Cannabis in Brazil is illegal and criminalized, but possession and cultivation of personal amounts and for private use were de-penalized in 2006. Use of cannabis medications is allowed for terminally ill patients or those who have exhausted other treatment options. It is also possible to import, manufacture and sell cannabis-based medicines.

History
Cannabis was introduced to Brazil by the Portuguese colonists in the early 1800s. Their intent may have been to cultivate hemp fiber, but the slaves the Portuguese trafficked from Africa were familiar with cannabis and used it psychoactively, leading the Municipal Council of Rio de Janeiro in 1830 to prohibit bringing cannabis into the city, and punishing its use by any slave.

Medical cannabis
Since 2015, cannabis medications greater than 0.2% THC can be prescribed for terminally ill patients or those who have exhausted other treatment options. Initially these medications could only be imported with special authorization from Anvisa, but in 2019 the rules were relaxed to allow pharmacy sales. Products less than 0.2% THC can be prescribed with less restriction.

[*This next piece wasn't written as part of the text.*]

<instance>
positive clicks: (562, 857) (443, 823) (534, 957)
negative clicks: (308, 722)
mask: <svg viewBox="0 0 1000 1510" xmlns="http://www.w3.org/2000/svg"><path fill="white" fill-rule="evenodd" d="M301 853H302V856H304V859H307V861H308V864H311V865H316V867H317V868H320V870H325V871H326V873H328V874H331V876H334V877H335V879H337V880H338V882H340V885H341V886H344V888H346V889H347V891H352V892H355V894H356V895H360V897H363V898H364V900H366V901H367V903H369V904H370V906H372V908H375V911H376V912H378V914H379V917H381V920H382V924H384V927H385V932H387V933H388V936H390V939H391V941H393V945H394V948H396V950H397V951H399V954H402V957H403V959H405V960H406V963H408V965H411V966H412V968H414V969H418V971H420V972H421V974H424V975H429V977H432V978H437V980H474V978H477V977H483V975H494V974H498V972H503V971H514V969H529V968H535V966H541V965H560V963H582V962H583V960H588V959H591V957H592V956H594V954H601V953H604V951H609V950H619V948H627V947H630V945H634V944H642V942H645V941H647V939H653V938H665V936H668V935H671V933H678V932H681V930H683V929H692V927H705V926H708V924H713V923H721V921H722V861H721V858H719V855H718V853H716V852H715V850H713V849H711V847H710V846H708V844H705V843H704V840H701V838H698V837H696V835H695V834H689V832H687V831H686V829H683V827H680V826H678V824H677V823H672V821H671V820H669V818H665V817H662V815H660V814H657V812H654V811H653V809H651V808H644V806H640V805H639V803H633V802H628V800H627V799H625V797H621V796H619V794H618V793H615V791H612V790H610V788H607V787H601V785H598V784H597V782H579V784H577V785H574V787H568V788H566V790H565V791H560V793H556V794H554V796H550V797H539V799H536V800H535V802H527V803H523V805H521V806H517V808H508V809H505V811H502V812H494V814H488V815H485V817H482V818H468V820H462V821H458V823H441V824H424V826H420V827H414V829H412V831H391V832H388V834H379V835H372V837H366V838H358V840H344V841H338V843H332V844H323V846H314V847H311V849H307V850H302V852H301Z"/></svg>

In January 2017 Brazil issued its first license for a cannabis-based medicine, allowing sales of Mevatyl oral spray (internationally known as Sativex).

In March 2020, the State of Pernambuco issued the first national license for the homemade planting of marijuana for medicinal purposes.

Enforcement
Since 2006, public use of cannabis entails a warning, community service and education on the effects of drug use. The same measures apply to public use of any illegal drug. However, there are reports of municipal guards applying extrajudicial punishment to civilian use of cannabis.

Selling, transportation, and trafficking of drugs are considered criminal acts and are punished with 5 to 15 years in prison and a significant fine.